I plan to make pastrami next week but i can't find any pink curing salt, all i can find is white curing salt and morton tender quick.
Is there any subtitute for pink curing salt? Can i use white curing salt or morton tender quick for making pastrami? If so how much should i add?

Sorry for my bad english

Thank you


----------



## biteme7951

1Tablespoon Tenderquik per pound, but I find you have to soak it after curing because of the salt content.

Barry.


----------



## crazzycajun

Any idea how much sodium nitrite the white salt contains 6.25% is common in the US pink salt.Yes you can use tender quick look at their web site or look at this for ideashttps://www.smokingmeatforums.com/threads/dried-beef-step-by-step-great-stuff.167947/#post_1221448


----------



## daveomak

"Pink Salt" is a generic name for salt containing 6.25% nitrite...  Cure #1.....   There are many trade names....

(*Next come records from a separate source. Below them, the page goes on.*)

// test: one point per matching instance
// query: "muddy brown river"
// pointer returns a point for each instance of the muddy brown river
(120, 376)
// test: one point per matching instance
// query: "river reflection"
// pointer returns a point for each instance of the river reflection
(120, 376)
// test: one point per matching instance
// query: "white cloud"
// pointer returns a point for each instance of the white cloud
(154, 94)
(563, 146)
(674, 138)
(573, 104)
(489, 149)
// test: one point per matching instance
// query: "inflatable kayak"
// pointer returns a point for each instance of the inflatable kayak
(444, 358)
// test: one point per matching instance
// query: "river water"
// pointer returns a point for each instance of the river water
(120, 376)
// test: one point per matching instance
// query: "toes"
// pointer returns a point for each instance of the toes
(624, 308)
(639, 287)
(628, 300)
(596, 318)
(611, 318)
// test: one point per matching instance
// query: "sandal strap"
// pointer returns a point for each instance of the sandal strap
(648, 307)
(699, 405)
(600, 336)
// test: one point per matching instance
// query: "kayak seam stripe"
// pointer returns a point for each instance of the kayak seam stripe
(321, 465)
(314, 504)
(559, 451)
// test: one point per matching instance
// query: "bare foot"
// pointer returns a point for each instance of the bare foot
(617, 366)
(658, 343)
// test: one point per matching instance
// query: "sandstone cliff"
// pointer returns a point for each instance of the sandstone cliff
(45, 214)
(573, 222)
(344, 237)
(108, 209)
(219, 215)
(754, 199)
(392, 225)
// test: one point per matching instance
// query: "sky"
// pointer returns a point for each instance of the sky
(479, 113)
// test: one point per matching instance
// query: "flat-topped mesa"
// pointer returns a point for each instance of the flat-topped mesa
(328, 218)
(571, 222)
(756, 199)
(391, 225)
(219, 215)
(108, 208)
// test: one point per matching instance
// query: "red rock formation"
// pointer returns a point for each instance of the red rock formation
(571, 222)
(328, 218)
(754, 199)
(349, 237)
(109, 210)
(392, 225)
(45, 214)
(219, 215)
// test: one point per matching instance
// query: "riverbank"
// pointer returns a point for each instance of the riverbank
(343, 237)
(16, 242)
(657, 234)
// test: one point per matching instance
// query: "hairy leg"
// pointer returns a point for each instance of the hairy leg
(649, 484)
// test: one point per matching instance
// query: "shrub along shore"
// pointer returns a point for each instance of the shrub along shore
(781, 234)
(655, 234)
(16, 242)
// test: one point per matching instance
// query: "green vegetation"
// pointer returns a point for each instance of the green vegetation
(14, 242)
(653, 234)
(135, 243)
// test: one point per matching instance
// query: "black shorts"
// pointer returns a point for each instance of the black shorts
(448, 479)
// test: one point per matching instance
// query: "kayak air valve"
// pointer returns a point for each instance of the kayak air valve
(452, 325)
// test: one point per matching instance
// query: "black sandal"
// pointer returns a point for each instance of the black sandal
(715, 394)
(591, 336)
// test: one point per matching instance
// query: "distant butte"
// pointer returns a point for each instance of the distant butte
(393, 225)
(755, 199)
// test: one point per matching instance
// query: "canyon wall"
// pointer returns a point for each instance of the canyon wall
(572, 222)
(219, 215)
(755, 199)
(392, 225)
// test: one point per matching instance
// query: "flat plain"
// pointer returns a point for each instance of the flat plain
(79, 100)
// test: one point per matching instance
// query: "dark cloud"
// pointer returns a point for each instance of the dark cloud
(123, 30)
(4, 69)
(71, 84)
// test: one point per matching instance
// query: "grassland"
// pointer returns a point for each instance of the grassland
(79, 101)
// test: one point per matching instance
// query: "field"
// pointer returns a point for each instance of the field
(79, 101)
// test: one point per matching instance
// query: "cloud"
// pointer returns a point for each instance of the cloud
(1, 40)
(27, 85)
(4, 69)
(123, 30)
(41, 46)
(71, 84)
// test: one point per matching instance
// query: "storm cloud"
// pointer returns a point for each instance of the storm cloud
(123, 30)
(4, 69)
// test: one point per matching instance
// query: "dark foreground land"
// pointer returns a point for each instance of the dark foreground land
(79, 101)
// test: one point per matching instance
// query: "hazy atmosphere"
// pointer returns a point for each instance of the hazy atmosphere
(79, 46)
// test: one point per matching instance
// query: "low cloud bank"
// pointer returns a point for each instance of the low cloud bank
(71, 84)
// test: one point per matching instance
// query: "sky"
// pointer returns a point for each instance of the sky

Below is a search on Amazon for Cure #1...  it lists many trade names....
https://smile.amazon.com/s/ref=nb_sb_noss_2?url=search-alias=aps&field-keywords=cure#1

Morton's Tender quick contains 0.5% nitrite and 0.5% nitrate...  The salt content you add to your meat is VERY much more adjustable using cure #1....  No need to soak extra salt from the meat...


----------



## SlavFlavBlav

pink curing salt and white curing salt is the same?


----------



## biteme7951

You really have to look at the ingredient list to know what you have. There are white curing salts (leggs) that have 6.25% nitrite and tenderquik (which is also referred to as a curing salt) that only has .5% nitrite & .5% nitrate. Only takes a second to check the label and know what you are dealing with

Barry.


----------



## SlavFlavBlav

biteme7951 said:


> You really have to look at the ingredient list to know what you have. There are white curing salts (leggs) that have 6.25% nitrite and tenderquik (which is also referred to as a curing salt) that only has .5% nitrite & .5% nitrate. Only takes a second to check the label and know what you are dealing with
> 
> Barry.


Thank you, mister


----------